I had now set up all the pins. Karma picked up her bowling ball.
The next night we ate dinner out. The following evening, as I pulled the raita from the fridge, its expiration date looming in my thoughts, I asked Alice, “Do you want your raita over lentils and rice?”
“Yeah,” she replied. “I guess.” This wasn’t the same girl who had been liquid yogurt’s head cheerleader less than forty-eight hours earlier. No worries, I told myself. She’ll come around once she gazes upon its pearlescent splendor. I heated the lentils and rice and poured some of the cool raita on the side of the plate, which I placed in front of my daughter. She set upon the rice and lentils like some kind of botanic predator. I waited; the raita remained untouched. In fact, if I had to give a sworn deposition, I would have said the raita was being avoided.

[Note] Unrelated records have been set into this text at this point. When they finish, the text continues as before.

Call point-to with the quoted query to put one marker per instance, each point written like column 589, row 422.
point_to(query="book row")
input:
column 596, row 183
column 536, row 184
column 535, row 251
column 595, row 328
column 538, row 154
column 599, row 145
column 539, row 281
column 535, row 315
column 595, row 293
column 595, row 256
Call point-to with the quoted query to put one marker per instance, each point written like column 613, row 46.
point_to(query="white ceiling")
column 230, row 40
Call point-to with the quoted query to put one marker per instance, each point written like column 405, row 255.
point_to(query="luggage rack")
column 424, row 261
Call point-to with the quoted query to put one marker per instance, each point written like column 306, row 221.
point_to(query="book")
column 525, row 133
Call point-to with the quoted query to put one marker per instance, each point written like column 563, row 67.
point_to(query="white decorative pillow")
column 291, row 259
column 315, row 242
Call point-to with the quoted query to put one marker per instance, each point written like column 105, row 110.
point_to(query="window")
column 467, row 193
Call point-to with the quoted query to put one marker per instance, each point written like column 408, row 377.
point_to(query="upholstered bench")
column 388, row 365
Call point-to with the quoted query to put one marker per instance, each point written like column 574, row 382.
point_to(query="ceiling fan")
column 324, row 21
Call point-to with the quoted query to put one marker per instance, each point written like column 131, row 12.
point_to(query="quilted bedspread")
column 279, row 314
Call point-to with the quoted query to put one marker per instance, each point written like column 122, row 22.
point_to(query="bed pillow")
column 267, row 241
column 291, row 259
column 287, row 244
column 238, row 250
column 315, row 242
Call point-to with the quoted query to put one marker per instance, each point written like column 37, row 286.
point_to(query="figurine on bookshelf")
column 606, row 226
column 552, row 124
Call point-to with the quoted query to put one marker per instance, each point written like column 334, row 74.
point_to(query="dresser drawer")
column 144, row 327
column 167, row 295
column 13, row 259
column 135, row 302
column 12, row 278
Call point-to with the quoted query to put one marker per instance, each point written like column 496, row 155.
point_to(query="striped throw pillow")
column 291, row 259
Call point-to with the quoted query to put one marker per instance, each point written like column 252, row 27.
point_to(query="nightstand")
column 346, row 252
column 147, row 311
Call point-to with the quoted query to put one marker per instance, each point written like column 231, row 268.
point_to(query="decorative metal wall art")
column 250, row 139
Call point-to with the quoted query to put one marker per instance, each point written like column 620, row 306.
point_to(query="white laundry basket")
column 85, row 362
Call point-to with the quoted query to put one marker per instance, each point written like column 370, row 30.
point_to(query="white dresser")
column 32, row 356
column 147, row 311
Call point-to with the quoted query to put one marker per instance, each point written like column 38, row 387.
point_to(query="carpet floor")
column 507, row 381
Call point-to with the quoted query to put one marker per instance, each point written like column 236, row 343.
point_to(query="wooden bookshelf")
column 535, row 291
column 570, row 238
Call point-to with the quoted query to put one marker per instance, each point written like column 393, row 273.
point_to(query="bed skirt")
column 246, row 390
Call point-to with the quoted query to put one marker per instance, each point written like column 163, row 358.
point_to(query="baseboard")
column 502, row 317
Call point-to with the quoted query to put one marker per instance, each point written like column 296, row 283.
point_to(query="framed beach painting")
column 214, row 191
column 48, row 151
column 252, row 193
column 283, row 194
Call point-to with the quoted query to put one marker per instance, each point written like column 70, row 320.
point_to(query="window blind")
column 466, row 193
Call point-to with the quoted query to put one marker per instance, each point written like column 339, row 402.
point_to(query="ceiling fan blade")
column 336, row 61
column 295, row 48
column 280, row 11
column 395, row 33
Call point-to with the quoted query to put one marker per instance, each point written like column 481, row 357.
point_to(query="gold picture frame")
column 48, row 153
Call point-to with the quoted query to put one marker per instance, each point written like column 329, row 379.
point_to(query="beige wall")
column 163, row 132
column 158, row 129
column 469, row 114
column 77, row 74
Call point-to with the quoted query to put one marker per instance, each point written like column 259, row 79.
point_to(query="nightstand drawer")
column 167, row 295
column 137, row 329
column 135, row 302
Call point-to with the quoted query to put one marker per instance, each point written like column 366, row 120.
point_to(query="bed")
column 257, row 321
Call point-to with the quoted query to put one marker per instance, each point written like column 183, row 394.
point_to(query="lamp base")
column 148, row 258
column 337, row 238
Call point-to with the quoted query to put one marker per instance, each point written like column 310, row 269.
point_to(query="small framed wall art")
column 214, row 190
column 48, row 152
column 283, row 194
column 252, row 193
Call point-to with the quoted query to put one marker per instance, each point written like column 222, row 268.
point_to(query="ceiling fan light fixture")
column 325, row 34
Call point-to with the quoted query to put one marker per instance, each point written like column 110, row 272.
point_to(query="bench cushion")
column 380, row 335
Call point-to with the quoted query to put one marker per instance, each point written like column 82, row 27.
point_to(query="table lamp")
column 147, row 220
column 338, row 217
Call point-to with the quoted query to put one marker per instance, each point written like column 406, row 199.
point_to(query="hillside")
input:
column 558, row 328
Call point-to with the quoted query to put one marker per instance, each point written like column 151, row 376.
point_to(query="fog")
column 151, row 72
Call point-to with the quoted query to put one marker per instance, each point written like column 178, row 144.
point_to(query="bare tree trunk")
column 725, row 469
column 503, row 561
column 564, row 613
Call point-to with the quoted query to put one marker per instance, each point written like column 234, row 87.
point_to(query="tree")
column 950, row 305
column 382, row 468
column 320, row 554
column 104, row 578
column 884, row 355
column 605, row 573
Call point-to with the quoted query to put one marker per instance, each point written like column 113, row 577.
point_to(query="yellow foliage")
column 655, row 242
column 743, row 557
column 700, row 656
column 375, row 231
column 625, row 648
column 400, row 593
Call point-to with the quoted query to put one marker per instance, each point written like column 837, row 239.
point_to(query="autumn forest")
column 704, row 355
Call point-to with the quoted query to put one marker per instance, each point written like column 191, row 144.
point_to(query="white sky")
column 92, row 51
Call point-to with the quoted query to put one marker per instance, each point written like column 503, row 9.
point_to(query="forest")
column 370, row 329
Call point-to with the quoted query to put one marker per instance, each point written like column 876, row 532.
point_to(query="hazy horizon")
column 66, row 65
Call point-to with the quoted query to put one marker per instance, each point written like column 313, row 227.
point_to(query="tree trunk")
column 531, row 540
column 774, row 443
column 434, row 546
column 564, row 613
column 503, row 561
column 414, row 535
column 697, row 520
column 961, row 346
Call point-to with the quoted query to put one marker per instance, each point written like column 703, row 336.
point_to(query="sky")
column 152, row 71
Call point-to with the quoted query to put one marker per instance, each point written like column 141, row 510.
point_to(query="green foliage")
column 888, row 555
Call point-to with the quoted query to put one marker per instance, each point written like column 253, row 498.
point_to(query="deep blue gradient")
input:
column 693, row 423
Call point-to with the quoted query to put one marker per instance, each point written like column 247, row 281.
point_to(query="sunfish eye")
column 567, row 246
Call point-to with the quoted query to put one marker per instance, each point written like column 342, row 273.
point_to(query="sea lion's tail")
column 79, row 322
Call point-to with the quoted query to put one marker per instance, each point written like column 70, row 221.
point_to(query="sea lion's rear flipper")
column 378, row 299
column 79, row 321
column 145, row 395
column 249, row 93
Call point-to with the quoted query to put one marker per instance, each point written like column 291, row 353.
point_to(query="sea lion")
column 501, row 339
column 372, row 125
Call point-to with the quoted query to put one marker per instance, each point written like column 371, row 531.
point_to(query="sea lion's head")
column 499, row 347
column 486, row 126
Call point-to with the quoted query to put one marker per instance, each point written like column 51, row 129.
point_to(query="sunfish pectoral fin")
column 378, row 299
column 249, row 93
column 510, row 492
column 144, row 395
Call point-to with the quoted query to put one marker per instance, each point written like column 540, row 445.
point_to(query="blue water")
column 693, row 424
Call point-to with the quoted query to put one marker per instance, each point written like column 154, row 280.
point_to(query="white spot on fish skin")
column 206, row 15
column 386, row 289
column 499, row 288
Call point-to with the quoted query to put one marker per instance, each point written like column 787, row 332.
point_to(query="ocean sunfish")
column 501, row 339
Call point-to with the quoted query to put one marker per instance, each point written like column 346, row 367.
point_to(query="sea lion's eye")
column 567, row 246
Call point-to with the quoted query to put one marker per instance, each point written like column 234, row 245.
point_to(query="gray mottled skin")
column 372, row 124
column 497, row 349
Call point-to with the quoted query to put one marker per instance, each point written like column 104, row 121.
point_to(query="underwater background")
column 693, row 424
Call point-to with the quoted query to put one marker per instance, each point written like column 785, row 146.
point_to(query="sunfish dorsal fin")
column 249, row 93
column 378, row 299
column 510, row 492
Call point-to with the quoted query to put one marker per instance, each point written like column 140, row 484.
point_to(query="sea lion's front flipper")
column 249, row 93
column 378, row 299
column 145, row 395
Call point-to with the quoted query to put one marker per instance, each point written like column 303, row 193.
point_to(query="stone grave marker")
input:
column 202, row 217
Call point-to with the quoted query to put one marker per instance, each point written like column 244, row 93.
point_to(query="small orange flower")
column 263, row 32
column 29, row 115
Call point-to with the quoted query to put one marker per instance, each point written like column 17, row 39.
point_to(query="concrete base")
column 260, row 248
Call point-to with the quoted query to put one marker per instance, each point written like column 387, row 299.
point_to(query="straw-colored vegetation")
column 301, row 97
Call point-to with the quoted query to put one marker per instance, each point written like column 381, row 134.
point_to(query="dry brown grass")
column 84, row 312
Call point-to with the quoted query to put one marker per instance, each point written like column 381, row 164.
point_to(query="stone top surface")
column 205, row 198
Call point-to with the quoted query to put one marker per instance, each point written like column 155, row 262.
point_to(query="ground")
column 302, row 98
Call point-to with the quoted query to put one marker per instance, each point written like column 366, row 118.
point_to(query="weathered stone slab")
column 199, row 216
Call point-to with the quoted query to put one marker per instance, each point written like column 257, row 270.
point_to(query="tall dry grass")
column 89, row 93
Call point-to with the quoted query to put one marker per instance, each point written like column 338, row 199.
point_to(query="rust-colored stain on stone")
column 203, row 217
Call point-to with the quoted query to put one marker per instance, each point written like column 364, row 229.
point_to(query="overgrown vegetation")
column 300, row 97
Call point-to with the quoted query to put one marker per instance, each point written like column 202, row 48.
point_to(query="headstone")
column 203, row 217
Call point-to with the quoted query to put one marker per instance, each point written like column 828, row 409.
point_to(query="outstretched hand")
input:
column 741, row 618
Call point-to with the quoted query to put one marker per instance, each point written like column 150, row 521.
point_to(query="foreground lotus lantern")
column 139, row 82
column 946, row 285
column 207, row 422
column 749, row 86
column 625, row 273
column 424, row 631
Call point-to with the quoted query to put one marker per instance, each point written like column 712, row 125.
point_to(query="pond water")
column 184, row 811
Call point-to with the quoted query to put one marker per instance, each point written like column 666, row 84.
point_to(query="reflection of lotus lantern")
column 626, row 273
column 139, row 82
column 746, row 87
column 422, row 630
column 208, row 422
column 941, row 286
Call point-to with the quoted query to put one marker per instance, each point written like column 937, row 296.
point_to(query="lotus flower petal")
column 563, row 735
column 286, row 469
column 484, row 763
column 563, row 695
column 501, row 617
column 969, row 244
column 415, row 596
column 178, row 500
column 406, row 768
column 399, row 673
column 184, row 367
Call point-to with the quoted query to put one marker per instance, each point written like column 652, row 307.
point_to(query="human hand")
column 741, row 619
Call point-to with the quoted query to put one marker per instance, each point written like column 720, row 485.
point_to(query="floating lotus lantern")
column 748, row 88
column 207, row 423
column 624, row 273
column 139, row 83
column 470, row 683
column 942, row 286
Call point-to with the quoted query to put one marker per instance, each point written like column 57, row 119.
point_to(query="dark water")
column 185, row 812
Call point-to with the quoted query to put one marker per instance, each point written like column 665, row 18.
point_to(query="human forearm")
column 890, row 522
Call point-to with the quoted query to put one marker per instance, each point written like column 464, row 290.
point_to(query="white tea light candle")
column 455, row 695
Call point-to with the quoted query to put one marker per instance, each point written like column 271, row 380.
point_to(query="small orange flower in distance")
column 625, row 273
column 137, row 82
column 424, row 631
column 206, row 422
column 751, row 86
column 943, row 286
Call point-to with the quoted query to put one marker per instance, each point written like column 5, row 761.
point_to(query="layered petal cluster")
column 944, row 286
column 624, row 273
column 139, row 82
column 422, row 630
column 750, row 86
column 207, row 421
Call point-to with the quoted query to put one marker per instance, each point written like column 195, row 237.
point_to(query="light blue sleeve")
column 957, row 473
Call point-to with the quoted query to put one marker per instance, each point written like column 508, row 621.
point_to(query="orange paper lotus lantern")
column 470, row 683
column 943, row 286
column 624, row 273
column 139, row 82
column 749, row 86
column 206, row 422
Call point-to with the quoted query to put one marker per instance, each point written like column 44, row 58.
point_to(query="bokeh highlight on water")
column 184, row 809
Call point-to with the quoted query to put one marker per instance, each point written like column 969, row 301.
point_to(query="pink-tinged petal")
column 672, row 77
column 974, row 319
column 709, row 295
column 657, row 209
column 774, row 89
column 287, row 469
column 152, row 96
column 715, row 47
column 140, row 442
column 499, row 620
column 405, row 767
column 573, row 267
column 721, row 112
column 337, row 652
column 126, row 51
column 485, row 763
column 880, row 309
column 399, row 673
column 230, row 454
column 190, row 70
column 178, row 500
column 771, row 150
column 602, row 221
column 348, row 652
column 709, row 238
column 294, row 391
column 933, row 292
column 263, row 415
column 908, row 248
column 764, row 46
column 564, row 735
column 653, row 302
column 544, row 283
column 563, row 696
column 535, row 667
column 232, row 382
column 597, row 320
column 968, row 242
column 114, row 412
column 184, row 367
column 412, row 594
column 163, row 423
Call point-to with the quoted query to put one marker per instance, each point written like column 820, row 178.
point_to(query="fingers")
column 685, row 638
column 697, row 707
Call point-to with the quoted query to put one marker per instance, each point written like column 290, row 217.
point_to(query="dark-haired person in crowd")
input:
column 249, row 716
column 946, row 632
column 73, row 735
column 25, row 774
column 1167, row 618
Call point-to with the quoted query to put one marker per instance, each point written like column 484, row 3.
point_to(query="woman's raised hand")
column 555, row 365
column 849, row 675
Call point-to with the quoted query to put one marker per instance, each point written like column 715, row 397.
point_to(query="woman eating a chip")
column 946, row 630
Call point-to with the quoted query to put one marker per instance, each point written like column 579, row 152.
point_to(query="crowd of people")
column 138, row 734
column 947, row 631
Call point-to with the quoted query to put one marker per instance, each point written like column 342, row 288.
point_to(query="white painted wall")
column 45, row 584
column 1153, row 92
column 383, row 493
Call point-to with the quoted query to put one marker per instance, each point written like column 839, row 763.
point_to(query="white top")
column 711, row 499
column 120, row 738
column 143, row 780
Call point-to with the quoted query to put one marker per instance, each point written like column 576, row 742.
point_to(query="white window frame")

“Didn’t you notice? Raita. On your plate,” I said stupidly, as if the goop leaching into her rice was visible only to me. She moved a raita-dribbled grain of rice onto her fork and between her lips. She looked at me, her lip curled slightly. I barked, “What?” To which she said, “I’d like it if weren’t for the vegetables in it.”
I exhaled slowly through my teeth and said in my dangerously even tone, “It had the same vegetables in it when you couldn’t live without it two days ago. Just. Eat. It.”
She ate another grain of rice, which, possibly, had abutted a grain of rice that had touched the raita, and then she looked at me. “I’m full,” she announced. “You can have the rest.”